石仏、民家街並み、勧請縄、棚田景観、寺社、旧跡などが中心です。

伊賀市青山町 別府(べふ)十王石仏

2011年02月23日 | 石仏:三重

三重県の中央部、あの伊賀市の南端部に青山と呼ばれる地域が在って、古くから伊勢と初瀬を結ぶ初瀬街道の街道筋にあたり、重要な交通の要所だったらしい。

ここには伊勢路と呼ばれる宿場町も在って江戸中期から明治に掛けては相当な賑わいを見せたようです。

大阪から伊勢に向かう近鉄本線はこの街道に並行するように走り、隣町の名張は大阪へのちょっと遠いベッドタウンとして開発が進み地域の様相も一変したようです。

そんな開発の波から少し外れた青山地域は比較的鄙びた街道筋の景観を良く残していて良くおとずれる処です。

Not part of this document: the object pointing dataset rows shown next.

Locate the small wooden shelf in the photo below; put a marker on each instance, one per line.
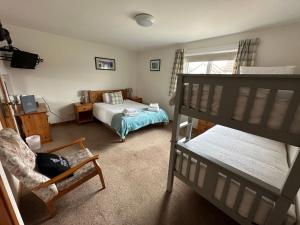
(83, 112)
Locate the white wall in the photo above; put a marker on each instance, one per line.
(279, 46)
(68, 67)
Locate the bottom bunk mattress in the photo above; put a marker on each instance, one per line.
(112, 115)
(259, 157)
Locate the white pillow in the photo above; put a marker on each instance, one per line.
(115, 98)
(267, 70)
(106, 98)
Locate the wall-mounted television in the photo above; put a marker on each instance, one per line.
(24, 60)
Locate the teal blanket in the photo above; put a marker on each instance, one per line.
(124, 124)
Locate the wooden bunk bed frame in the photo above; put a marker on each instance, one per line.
(283, 197)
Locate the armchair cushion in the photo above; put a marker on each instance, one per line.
(19, 160)
(74, 158)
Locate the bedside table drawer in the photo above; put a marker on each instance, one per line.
(83, 108)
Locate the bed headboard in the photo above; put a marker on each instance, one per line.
(96, 96)
(222, 109)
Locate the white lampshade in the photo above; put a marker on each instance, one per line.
(145, 20)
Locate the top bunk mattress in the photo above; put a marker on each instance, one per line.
(277, 115)
(105, 112)
(259, 157)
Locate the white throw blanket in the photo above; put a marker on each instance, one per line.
(130, 112)
(153, 107)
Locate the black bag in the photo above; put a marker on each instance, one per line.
(51, 165)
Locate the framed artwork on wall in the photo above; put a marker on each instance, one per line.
(155, 65)
(105, 63)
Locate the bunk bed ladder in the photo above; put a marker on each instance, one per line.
(175, 131)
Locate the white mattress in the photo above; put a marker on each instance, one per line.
(105, 112)
(259, 157)
(276, 117)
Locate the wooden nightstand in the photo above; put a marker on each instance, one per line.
(83, 112)
(136, 99)
(203, 126)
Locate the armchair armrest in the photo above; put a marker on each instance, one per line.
(66, 173)
(79, 141)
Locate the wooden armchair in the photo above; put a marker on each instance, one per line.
(20, 161)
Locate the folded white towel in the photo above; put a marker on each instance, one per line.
(153, 109)
(154, 105)
(130, 112)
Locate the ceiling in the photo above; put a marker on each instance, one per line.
(178, 21)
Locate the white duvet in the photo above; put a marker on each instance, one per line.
(105, 112)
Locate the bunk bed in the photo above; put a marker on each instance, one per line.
(243, 165)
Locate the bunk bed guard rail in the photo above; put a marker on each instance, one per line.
(264, 105)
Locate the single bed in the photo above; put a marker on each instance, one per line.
(243, 165)
(112, 115)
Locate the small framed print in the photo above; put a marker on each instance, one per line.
(155, 65)
(105, 63)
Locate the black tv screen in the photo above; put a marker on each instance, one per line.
(24, 60)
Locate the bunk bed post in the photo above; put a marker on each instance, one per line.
(175, 131)
(287, 196)
(189, 129)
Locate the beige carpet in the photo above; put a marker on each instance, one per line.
(135, 173)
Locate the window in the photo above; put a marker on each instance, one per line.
(220, 63)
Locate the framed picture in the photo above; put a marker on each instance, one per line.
(155, 65)
(105, 64)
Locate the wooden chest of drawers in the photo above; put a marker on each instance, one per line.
(83, 112)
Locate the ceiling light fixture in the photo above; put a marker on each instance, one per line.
(144, 19)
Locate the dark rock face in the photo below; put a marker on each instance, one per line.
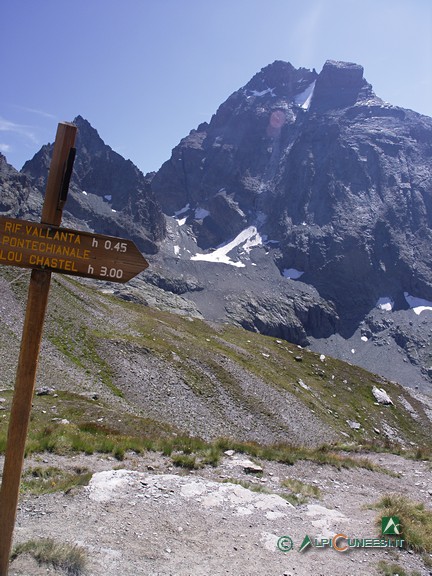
(339, 178)
(108, 192)
(14, 188)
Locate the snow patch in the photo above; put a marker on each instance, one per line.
(182, 211)
(261, 93)
(292, 273)
(201, 213)
(385, 303)
(304, 99)
(419, 305)
(249, 238)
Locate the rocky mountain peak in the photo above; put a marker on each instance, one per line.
(280, 79)
(107, 192)
(339, 85)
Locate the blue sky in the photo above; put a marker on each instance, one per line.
(146, 72)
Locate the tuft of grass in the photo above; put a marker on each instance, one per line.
(415, 520)
(45, 480)
(188, 461)
(67, 557)
(394, 569)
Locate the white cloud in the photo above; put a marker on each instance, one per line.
(35, 111)
(21, 129)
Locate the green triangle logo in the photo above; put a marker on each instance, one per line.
(390, 526)
(305, 544)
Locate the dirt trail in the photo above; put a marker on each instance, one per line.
(144, 517)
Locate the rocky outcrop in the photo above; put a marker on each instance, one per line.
(14, 188)
(339, 180)
(108, 192)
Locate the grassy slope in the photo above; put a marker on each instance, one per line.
(82, 324)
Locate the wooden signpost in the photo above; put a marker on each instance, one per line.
(45, 247)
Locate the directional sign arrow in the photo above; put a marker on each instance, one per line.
(43, 247)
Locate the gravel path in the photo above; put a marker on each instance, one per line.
(145, 517)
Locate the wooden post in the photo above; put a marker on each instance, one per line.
(29, 352)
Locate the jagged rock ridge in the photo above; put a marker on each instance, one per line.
(339, 179)
(107, 192)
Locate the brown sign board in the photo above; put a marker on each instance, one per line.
(43, 247)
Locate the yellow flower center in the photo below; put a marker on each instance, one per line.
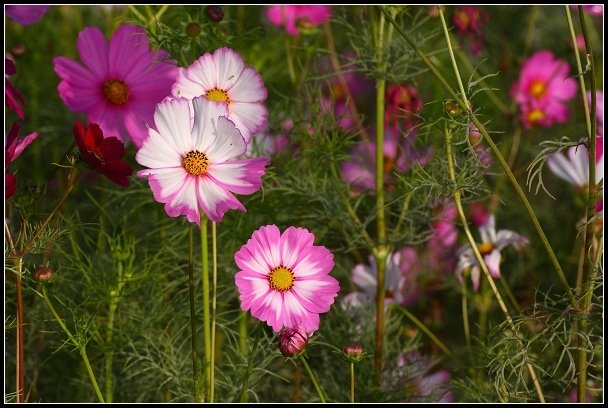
(195, 163)
(281, 279)
(538, 88)
(535, 115)
(217, 95)
(116, 91)
(485, 248)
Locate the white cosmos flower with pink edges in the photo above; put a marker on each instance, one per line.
(222, 77)
(192, 165)
(284, 279)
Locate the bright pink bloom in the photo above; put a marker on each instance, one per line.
(26, 15)
(222, 77)
(469, 22)
(13, 98)
(119, 84)
(192, 163)
(294, 18)
(284, 279)
(14, 148)
(542, 90)
(402, 105)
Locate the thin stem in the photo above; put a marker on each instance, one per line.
(521, 195)
(81, 348)
(352, 382)
(195, 377)
(243, 395)
(587, 292)
(426, 331)
(313, 378)
(380, 251)
(206, 304)
(480, 260)
(213, 308)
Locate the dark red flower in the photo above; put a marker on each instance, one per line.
(103, 154)
(12, 97)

近鉄青山町駅前ロータリー手前で東に向かう道路を200mも進むと別府(べふ)集落の入口と思しき辺り、野面道の左手、家並とは反対側の角地に粗末なトタン屋根の覆い堂があり、その中央にこの石仏が祀られている。

「足止め地蔵」さんと呼ばれるこの石仏は横長自然石の中央に閻魔大王、脇には五体ずつの十王を彫り刻み、その上にも自然石の笠石を載せたもので非常に珍しく又その姿も良い。

中央の閻魔大王は茎上蓮座に坐す坐像で歯を食いしばり口元は真一文字にむすび睨みを効かせているものの何処かおどけたような丸顔が何処か人懐っこい。

十王(じゅうおう)とは、道教や仏教で地獄において亡者の審判を行う十尊で、いわゆる裁判官的な役割を果たすことから生前より信仰し、その罪を逃れようとしたという・・・・。

石仏は風化摩耗も殆なく良く保存されて居て、人懐こい閻魔と共に十王も丸顔の親しみやすい面相・・・。

これなら近所の子供達からも親しまれているのではないだろうか???

元禄二年(1689)の銘があり、野面の覆い堂で長閑な石仏さんです。